«Ich bin erleichtert, dass wir wieder in der Schweiz sind»
Alle Schweizer EDA-Mitarbeitenden sind aus Kabul zurück in der Schweiz. Es geht ihnen den Umständen entsprechend gut. Nun helfen Sie in der Krisenzelle des KMZ mit, ihre lokalen Kolleginnen und Kollegen sowie deren Familien in die Schweiz zu bringen. Ein Interview mit der Leiterin der Schweizer Vertretung in Kabul, Afghanistan.
Walburga Roos, Leiterin der Schweizer Vertretung in Kabul, Afghanistan. © EDA
Frau Burgi Roos, Sie sind vor rund eineinhalb Tagen zurück aus Kabul in der Schweiz angekommen. Beschreiben Sie: Wie haben Sie diese letzten Stunden erlebt?
Es waren sehr intensive und emotionale Tage. Gemeinsam mit dem Team musste ich die Situation laufend analysieren und unsere Arbeiten entsprechenden anpassen. Ohne ein vollständiges Lagebild zu haben, galt es, Entscheide zu fällen, die für uns alle Konsequenzen hatten. Wir waren alle vom Tempo der Entwicklungen überrascht. In dieser herausfordernden Situation mussten wir nicht nur mit unseren eigenen Unsicherheiten umgehen, sondern auch mit den Gefühlen und Reaktionen unserer Mitarbeiterinnen und Mitarbeiter sowie unserer Partner und Bekannten. Man kann sich ja nicht wirklich auf so etwas vorbreiten. So war es mir wichtig, dass ich als Chefin und als Mensch präsent und handlungsfähig bleibe.

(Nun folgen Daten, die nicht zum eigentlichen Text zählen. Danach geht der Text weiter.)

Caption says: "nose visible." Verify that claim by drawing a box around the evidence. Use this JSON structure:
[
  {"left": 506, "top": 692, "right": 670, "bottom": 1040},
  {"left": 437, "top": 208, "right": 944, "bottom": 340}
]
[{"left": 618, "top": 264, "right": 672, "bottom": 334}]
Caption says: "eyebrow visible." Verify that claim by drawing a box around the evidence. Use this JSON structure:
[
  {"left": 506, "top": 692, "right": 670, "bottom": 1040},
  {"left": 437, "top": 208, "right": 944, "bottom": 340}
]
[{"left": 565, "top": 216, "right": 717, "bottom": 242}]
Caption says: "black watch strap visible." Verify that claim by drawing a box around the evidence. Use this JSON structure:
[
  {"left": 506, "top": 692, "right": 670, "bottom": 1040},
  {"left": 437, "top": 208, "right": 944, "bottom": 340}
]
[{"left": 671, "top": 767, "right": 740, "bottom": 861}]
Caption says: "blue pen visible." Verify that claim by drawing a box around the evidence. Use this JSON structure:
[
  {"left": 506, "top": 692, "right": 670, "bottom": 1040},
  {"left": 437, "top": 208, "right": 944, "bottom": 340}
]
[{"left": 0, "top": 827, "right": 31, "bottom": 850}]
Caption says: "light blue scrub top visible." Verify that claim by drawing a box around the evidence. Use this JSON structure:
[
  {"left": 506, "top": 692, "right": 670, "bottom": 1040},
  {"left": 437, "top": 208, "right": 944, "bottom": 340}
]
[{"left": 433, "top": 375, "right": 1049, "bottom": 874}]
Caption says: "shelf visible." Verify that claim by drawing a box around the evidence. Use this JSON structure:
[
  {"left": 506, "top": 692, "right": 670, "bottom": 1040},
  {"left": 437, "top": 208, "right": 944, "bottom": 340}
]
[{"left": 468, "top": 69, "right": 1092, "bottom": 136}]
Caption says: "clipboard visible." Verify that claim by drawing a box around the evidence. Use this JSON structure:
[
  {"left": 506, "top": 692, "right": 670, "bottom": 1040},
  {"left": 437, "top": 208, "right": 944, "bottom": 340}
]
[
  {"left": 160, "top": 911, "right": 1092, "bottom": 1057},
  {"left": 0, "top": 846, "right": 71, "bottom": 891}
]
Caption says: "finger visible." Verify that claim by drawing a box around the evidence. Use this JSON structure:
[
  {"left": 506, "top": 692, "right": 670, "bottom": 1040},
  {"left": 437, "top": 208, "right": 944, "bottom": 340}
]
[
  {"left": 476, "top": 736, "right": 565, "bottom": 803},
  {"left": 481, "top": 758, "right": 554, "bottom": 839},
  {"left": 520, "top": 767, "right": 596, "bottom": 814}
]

Im Moment mischen sich bei mir drei Gefühlslagen: Ich bin erleichtert, dass nun alle sechs Schweizer Mitarbeitenden des Kooperationsbüros wohlbehalten in ihrer Heimat sind. Gleichzeitig sorge ich mich um unsere afghanischen Kolleginnen und Kollegen und ihre Familien und um alle anderen Afghaninnen und Afghanen, die sich in ihrem Land zurzeit bedroht fühlen. Und ich bin dankbar für alle Unterstützung, die wir bekommen haben: Vom EDA unter der Leitung des KMZ und dem Staatssekretariat für Migration in Bern, von unseren Botschaften in Pakistan, Usbekistan und Katar und vor allem auch von unseren «Evakuationspartnern». Auf allen Stufen und in allen Ländern haben sich alle sehr zuvorkommend um uns gekümmert und uns unterstützt.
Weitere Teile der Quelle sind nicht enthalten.